What Drugs Can Trigger Malignant Hyperthermia?
A 4-year-old male was transferred to a regional children’s hospital for continued treatment of malignant hyperthermia.
He had a tonsillectomy the previous day and he tolerated the procedure well.
In the recovery room his heart rate was slightly elevated but he was discharged home.
Over the evening he developed a low grade fever and began to complain of pain in his extremities.
In the morning, the patient had muscular rigidity where his feet were dorsiflexed and relaxed.
His parents took him to see his regular physician who went with him to the emergency room of the local hospital.
His temperature was now elevated to 39 degrees Celsius.
In the emergency room, the patient was given intravenous fluids and dantrolene.
His mother reports that the muscular rigidity was lessened after the dantrolene was given but the muscle pain continued.
Laboratories in the emergency room showed normal electrolytes but a creatinine phosphokinase of 7684 U/L.
The past medical history showed that he had a previous pressure equalizing tube placement but he was not intubated for that surgery.
He also had multiple episodes of otitis medias in the past and significant snoring. He had 3 episodes of strep throat during the previous winter.
The family history revealed his parents had also had surgeries but did not know if they had been intubated. No other family members had problems with anesthesia.
The review of systems was otherwise normal.
The pertinent physical exam showed an anxious male with normal vital signs except for a temperature of 38 degrees Celsius. He could speak clearly, had no masseter muscle rigidity or trismus.
His cranial nerves were intact. Deep tendon reflexes were present without clonus. He had difficulty raising his arms or legs against gravity but could with some effort. He had to be carried.
He had tender muscles to palpation but no bone or joint pain.
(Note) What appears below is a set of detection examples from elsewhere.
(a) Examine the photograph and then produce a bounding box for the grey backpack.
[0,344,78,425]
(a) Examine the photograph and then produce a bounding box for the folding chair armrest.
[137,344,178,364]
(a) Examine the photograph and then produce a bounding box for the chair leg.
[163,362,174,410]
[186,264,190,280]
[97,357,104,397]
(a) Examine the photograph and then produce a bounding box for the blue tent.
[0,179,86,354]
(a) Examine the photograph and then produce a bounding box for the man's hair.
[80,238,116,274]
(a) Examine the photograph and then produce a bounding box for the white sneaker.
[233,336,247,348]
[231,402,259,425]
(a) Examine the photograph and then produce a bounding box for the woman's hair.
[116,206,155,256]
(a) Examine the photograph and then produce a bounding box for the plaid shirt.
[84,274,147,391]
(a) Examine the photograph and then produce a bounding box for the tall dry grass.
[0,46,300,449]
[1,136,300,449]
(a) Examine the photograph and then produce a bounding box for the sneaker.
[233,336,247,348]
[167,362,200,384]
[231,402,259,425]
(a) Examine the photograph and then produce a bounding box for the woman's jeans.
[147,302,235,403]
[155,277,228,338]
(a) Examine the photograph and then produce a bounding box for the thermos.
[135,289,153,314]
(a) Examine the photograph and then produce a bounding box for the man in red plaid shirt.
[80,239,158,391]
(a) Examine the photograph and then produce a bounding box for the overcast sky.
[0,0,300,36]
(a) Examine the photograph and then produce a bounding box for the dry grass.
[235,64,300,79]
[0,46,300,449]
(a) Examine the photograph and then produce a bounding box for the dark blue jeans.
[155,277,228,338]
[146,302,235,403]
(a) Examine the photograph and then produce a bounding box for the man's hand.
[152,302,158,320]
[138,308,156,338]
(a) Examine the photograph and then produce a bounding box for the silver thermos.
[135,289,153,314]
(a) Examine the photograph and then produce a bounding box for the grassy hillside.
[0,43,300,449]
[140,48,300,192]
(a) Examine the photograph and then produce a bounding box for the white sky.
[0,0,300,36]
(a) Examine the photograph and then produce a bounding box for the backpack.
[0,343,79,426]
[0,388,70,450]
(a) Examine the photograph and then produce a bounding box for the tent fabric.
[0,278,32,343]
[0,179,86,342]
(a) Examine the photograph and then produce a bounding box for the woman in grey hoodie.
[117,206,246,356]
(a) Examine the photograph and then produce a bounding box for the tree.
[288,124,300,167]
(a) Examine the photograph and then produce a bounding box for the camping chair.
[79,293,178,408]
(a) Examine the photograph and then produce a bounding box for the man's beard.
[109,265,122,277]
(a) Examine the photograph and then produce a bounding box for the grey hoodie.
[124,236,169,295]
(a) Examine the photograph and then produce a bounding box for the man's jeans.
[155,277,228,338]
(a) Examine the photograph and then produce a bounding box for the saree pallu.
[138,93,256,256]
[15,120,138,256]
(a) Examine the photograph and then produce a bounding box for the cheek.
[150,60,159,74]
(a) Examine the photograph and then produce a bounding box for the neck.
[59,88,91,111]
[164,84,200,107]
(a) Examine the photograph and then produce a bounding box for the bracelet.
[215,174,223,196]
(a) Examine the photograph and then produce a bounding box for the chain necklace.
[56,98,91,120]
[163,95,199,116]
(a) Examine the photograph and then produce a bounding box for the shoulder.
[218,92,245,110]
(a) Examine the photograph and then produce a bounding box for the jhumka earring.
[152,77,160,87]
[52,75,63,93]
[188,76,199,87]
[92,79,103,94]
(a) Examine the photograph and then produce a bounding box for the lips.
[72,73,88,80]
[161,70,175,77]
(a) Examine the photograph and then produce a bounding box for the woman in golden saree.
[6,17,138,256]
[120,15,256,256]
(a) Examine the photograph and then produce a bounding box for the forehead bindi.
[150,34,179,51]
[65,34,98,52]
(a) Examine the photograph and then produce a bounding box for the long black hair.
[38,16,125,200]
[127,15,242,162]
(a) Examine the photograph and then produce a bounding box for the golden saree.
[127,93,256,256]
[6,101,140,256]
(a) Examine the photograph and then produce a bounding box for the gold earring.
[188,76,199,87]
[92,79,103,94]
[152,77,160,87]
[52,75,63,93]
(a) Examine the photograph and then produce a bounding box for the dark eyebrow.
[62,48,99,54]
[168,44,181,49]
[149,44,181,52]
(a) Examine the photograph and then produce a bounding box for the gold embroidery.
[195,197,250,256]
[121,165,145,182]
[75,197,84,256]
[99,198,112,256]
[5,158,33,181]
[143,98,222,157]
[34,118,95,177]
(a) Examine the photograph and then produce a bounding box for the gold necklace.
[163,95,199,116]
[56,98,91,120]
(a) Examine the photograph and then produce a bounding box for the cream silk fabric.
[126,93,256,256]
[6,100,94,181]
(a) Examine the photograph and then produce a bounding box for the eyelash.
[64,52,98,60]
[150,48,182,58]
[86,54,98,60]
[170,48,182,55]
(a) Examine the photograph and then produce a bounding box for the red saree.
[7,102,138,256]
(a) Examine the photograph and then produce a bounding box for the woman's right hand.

He did have back pain with flexion of legs to chest. He had full range of motion in all joints.
The diagnosis of malignant hyperthermia was again confirmed.
The laboratory evaluation was repeated as several hours had gone by since the last testing.
The electrolytes, urinalysis, coagulation profile and electrocardiogram were all normal.
The creatine phosphokinase was now 3408 U/L.
He received another dose of dantrolene. Laboratories were repeated every 6 hours.
The Malignant Hyperthermia Association of the United States (MHAUS) protocol was accessed by Internet before the patient arrived.
The MHAUS hotline was contacted and there also was verbal consultation with local anesthesia consultants after the patient was evaluated.
They both agreed with the treating team’s management plan.
The MHAUS also said that they would assist the family with obtaining a medical alert bracelet for the child and with genetic testing of the family.
The patient’s clinical course over the next 2 days found him gradually regaining his strength.
At discharge he had no pain and his neurological examination was normal. His CPK was 172 U/L.
He was to see his primary care physician the next day and genetic testing and counseling would be done at the children’s hospital within the next month.
Malignant hyperthermia is a medical emergency. It is caused by an abnormality where the metabolism of intracellular calcium is altered causing a hypermetabolic state.
It is triggered by various drugs used for anesthesia. It may occur during anesthesia and in the post-anesthesia period. Symptoms may not be recognized though until hours later.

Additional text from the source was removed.